Jazz festival in Catania, Sicily, Italy

The Catania Jazz Festival is a jazz festival in Catania, Sicily, Italy. An international festival, it has been held since 1983.
Sometimes the festival is held at different locations over several months, providing an entire season of jazz performances.

==History==

The first show of the Catania Jazz Association was staged on 24 November 1983 by the Sun Ra Arkestra.
Since then the Catania Jazz Association has brought some of the biggest names in international jazz to the slopes of Mount Etna.
The festival has featured legendary jazz performers such as McCoy Tyner, Ornette Coleman, Dizzy Gillespie, Wayne Shorter, Dee Dee Bridgewater and Jaco Pastorius.
The festival has highlighted new age and eastern music, organized the first World of Music, Arts and Dance (WOMAD) festival in Italy, and organized a show with only female performers.
The festival is one of the most important jazz events in Sicily, covering an entire winter concert season.

==Recent events==

In July 2015 the Catania Jazz Association organized the Catania Jazz Marathon over a five-day period in the courtyard of the Benedictine Monastery. 20 alternating groups played, each for no more than 1/2 hour.
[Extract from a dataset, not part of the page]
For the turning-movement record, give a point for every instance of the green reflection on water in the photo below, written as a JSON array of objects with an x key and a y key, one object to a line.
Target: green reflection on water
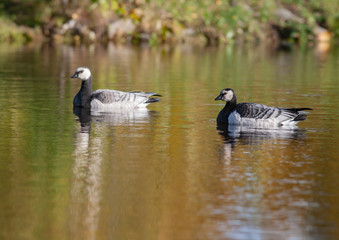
[{"x": 165, "y": 173}]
A panel of critics and judges selected performers to play in a variety of Italian and European festivals, including the Catania Jazz Festival's 2015–16 winter season.

Concerts are held at various locations in Catania.
One of the venues has been the Teatro Metropolitan.
The XXXIII Season (5 December 2015 – 13 May 2016) staged Brad Mehldau, Larry Grenadier and Jeff Ballard at the Ciminiere di Piazzale Asia, and several shows at the Teatro Abc (Via Pietro Mascagni 92). Other shows were held at the MA (Via Vela 6).
The 2016–17 festival began on 5 November 2016 and was to continue until 19 April 2017.
Different shows were staged at the Teatro ABC and MA Concerti.
In 2017 the festival featured John Scofield and the Kyle Eastwood Band.